Barohn and his colleagues in the Consortium for the Investigation of Neurologic Channelopathies (CINCH) found that patients who took the repurposed drug, mexilitine, reported that their stiffness improved, they had less pain and they also performed better on handgrip tests.

"Our data showed that the impact of the drug was dramatic," Barohn said. "It was unbelievable. Almost everything we tested got better when patients took mexilitene and got worse when they took a placebo."

Aaron Chronister, a 36-year-old Kansas City, Mo., resident, was diagnosed at the Mayo Clinic about 18 years ago, he said, after initially being misdiagnosed elsewhere.

"They didn't have any medication for it at the time," he said. "My muscles didn't ever relax. They were squeezing constantly."

Today, after receiving mexilitene, his symptoms aren't completely gone, but they have improved significantly, he said. Chronister is known on the national competitive barbecue circuit for helping to create the Bacon Explosion recipe, which went viral on the Internet and was featured in The New York Times, CNN and Good Morning America.

"Don't eat too much of it," Chronister said of the bacon-wrapped and bacon-stuffed Italian sausage concoction.

Today, he works from home, directing online properties for CBS Interactive. He still participates in barbecue competitions from time to time, but has scaled back recently to spend more time with his family.

He said his condition is genetic, so he participated in the clinical trial at KU Medical Center not just for him, but also to contribute to scientific knowledge for the rare disease for others with experiences like his own. Though his daughter doesn't have the condition, he knows that future generations might, he said.

The first author on the study is Jeffrey M. Statland, M.D., a research fellow at the University of Rochester Medical Center. Statland assisted Barohn and his colleagues in developing the project when he was a research assistant and then neurology resident at KU. After finishing his residency at KUMC in 2010, Statland stayed involved with the project while at Rochester and eventually took the lead in assembling the final manuscript.

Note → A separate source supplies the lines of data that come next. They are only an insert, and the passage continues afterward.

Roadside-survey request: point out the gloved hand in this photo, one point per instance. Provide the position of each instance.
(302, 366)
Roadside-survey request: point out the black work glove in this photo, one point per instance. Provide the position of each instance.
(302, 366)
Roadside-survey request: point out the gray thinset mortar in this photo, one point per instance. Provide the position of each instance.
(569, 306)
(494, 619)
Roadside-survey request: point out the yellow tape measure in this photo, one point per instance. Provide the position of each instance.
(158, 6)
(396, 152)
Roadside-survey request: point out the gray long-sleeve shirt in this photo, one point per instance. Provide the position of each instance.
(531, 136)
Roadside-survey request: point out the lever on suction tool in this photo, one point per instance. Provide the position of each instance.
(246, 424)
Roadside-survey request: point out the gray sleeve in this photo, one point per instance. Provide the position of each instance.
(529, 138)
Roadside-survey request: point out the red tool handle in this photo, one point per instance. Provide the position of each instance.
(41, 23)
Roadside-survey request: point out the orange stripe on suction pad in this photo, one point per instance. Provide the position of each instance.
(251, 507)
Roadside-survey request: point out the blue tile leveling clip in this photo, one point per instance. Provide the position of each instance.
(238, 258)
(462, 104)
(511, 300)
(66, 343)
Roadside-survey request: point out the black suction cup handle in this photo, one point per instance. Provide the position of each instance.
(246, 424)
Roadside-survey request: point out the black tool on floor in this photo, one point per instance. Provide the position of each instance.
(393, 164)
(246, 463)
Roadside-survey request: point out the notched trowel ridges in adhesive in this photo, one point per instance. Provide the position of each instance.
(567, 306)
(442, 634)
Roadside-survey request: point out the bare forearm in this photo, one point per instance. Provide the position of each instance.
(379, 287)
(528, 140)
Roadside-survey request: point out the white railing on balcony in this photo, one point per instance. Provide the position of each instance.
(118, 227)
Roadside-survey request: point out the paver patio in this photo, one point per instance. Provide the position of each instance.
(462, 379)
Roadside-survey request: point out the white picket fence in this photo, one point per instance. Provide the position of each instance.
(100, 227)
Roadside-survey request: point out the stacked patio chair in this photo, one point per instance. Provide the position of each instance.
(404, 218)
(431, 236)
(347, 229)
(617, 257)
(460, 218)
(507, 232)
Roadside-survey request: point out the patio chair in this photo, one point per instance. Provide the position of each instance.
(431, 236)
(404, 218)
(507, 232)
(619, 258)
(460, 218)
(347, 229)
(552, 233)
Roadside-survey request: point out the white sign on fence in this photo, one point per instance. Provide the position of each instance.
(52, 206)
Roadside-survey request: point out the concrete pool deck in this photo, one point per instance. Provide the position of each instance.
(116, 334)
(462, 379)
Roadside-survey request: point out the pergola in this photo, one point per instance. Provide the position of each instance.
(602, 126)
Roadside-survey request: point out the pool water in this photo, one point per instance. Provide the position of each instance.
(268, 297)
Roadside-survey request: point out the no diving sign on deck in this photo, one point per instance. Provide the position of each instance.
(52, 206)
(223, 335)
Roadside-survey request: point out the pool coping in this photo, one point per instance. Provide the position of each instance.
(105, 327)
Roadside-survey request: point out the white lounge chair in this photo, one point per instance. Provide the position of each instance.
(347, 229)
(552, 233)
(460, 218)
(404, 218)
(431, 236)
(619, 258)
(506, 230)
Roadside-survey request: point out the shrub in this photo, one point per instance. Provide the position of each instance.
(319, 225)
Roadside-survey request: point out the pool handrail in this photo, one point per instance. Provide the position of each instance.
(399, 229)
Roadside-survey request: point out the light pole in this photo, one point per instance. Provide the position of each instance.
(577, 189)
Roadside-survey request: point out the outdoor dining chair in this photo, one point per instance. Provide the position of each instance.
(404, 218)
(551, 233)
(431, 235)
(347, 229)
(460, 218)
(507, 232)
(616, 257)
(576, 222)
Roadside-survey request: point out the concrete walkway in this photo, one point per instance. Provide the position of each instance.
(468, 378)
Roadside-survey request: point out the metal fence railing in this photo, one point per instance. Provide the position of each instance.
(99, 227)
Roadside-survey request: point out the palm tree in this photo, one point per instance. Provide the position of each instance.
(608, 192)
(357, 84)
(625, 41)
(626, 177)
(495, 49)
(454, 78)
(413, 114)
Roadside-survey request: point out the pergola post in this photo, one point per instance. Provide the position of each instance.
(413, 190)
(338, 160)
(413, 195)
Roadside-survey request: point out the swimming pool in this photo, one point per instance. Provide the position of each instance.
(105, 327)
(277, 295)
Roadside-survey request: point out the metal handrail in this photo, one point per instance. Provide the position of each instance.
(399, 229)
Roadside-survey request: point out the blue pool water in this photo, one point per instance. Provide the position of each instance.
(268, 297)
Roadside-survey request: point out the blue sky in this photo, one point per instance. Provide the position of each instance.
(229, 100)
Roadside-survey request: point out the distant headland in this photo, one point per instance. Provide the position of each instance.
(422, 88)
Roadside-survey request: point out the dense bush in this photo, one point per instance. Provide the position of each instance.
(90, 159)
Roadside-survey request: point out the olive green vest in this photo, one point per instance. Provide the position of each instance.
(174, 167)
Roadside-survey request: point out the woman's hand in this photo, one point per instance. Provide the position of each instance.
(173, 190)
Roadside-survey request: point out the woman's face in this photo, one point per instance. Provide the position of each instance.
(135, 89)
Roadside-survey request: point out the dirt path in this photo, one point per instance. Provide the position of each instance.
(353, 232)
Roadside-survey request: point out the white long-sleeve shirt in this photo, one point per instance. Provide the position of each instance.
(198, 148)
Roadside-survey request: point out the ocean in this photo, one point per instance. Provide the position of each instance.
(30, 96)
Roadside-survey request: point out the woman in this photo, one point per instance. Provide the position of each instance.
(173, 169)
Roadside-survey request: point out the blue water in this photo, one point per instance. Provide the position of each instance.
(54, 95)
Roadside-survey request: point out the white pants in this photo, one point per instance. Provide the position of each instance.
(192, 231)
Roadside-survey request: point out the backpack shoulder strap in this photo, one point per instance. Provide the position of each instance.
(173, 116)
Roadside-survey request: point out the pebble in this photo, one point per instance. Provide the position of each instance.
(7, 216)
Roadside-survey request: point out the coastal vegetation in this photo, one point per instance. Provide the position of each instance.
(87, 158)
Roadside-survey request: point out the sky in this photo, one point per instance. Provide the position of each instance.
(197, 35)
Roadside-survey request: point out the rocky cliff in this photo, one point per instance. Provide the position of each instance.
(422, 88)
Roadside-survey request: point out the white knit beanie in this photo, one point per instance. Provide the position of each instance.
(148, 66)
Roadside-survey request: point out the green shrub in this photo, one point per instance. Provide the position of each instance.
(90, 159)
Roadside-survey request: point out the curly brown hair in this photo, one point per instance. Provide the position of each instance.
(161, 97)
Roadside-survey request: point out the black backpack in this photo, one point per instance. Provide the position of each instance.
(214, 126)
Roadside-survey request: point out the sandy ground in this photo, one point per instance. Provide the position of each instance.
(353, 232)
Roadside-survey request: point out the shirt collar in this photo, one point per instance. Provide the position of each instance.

The study involved 59 patients and was supported by the National Institutes of Health-funded Rare Disease Clinical Research Network and a Food and Drug Administration program that supports research into rare diseases. It was conducted at seven sites in four countries.

 "We're hoping that these drug companies will see this research and hopefully will be inclined to make this drug more available," Barohn said.